Читаем Томас Манн полностью

Идея «следования по стопам», подражания мифу, то есть воспроизведения и видоизменения на новой исторической основе уже готовых, веками сложившихся образцов человеческих ролей, особенно занимала нашего героя все эти годы работы над библейской тетралогией, персонажи которой — мы цитируем его доклад о ней — «еще как следует не знали, кто они такие, или же судили о себе более скромно и смиренно, но зато глубже и вернее, чем современный индивид, не опирались на опыт себе подобных, не имели корней в прошлом и в то же время были его частицей, отождествляли себя с ним и шли по следам прошлого, которое вновь оживало в них». В ходе работы над «Иосифом» наш герой перешагнул — так он это ощущал — некий возрастной, по его мнению, рубеж в жизни художника, рубеж, определенный в том же докладе следующим образом: «...Пора, когда эпический художник начинает смотреть на вещи с точки зрения типичного и мифического, составляет важный рубеж в его жизни. Этот шаг... несет ему новые радости познания и созидания, которые... обычно являются уделом более позднего возраста: ибо если в жизни человечества мифическое представляет собой раннюю и примитивную ступень, то в жизни отдельного индивида это ступень поздняя и зрелая».

Когда в августе 1936 года он закончил третий том «Иосифа», ему давно уже было ясно, что при взятом ритме повествования трилогия должна разрастись в тетралогию и что для завершения эпоса потребуется еще долгая полоса работы. Но приниматься сразу за четвертый том ему не хотелось. Он устал от материала, от сложившихся уже «правил» этой «игры». О простоте же, о том, чтобы на время вообще оторваться от «музыки», именно теперь, среди надвигавшегося на Европу мрака, среди все новых и новых испытаний его «сердечной мышцы», он и думать не думал. Сосредоточенность на художественных задачах приобрела теперь для него, и раньше-то всегда, пусть иронически по форме, но исповедально по сути отмечавшего важность дисциплинирующего «вопреки» в работе писателя, еще большее значение. Она была теперь для него не просто отдушиной, прибежищем, самоутверждением, мерилом, если угодно, таланта, а мерилом человеческой стойкости, протестом против фашистского варварства, представительством перед миром от имени Германии. Это было новое честолюбие сосредоточенности.

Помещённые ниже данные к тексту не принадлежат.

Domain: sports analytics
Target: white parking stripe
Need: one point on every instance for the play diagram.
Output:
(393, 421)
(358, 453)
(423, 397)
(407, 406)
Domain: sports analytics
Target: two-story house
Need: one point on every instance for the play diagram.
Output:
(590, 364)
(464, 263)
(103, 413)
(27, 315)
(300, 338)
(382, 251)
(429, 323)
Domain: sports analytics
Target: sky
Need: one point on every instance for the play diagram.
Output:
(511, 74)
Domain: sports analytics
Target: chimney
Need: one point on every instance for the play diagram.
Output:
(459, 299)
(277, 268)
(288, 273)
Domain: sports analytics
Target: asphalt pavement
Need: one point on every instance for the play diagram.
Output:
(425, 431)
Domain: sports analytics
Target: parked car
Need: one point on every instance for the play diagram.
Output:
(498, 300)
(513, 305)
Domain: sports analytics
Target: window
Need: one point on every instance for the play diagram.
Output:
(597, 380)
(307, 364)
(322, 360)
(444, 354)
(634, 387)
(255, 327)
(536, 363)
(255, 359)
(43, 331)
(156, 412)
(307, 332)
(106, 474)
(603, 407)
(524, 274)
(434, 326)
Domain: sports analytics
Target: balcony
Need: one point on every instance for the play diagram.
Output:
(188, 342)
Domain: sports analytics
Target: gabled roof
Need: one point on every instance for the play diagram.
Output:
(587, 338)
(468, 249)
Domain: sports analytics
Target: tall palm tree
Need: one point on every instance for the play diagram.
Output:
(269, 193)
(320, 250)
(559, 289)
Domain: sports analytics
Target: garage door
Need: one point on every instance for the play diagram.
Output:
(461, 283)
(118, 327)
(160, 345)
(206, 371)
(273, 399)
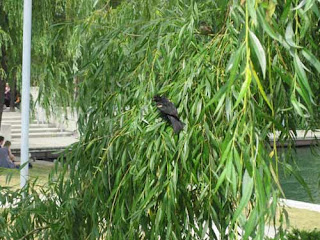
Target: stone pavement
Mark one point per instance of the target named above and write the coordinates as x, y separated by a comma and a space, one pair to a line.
303, 137
44, 137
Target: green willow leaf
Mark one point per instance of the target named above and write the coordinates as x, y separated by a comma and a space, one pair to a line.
300, 5
260, 53
290, 36
247, 188
311, 58
299, 67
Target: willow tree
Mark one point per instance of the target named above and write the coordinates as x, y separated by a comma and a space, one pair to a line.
254, 72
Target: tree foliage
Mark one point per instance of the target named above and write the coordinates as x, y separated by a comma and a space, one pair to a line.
130, 176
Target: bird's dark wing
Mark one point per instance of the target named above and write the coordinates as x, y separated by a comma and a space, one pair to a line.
176, 124
167, 107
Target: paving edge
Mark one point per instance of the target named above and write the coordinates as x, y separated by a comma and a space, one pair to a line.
300, 205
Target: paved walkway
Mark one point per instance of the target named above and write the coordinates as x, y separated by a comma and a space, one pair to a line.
43, 137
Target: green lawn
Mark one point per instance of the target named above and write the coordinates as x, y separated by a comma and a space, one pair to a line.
301, 219
40, 170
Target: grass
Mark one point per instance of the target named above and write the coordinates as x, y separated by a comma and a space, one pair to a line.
303, 219
40, 170
299, 218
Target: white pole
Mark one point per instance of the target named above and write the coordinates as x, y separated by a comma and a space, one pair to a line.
26, 65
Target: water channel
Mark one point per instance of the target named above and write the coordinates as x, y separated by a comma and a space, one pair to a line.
308, 165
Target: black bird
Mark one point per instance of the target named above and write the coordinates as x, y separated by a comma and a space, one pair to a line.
169, 111
205, 29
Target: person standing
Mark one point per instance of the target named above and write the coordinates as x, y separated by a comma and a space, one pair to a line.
7, 95
5, 161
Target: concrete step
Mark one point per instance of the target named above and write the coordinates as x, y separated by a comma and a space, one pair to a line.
33, 125
44, 135
11, 118
37, 130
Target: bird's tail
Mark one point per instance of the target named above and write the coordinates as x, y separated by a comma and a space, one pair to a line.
176, 124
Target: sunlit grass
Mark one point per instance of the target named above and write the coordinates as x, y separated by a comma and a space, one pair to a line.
303, 219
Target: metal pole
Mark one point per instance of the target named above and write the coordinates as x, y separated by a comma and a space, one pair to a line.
26, 66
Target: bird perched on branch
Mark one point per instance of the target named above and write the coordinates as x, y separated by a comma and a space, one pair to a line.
169, 111
205, 29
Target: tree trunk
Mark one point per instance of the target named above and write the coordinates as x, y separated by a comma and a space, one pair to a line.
2, 89
2, 81
13, 93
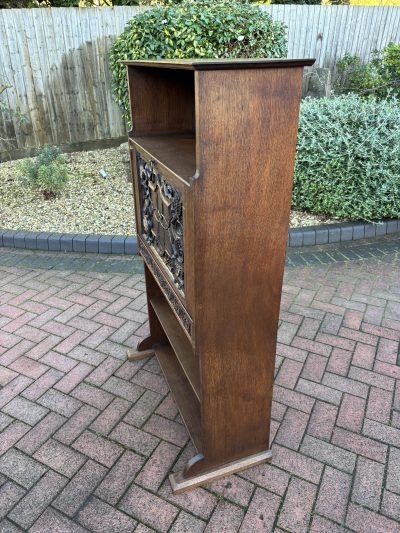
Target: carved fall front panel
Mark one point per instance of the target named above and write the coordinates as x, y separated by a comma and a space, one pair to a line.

И потому, вероятно, более сильное, чем когда-либо прежде, не удовлетворявшееся сосредоточенностью как таковой, а требовавшее от нашего героя непрестанного сочетания ее о «рассредоточивающими», наоборот, заботами и обязанностями, и это-то мы и имели в виду, обращая внимание читателя на одновременность появления первых страниц «Лотты» и основания журнала «Мера и ценность». А журнал, мы увидим, был отнюдь не единственным примером такого сочетания «музыки» с прямыми вмешательствами в события. Еще в 1935 году, то есть до ответа Корроди, до выступления на сессии «Кооперасьон» в Будапеште, до «Переписки с Бонном», до переговоров об организации журнала, до начала работы над «Лоттой», Томас Манн писал художнику Альфреду Кубину: «Когда я читал о вашем творческом отшельничестве, меня немного мучила совесть; ибо я слишком уж склонен позволять миру морочить мне голову, слишком много разъезжаю, обхожусь со своим временем и своими силами все еще так, словно мне наверняка предстоит еще долгая жизнь... Но в общем-то дело идет и так, и, может быть, я как раз в том и нахожу удовлетворение, чтобы вопреки всякому рассеянию удерживать сосредоточенность зубами и ногтями». Это сказано, повторяем, до «Лотты», но может быть отнесено к 1936-му и последующим годам с еще большим основанием, чем к 1935-му, и наш краткий обзор его внутренних предпосылок к новой работе мы завершим тем, что подчеркнем последние слова приведенной цитаты.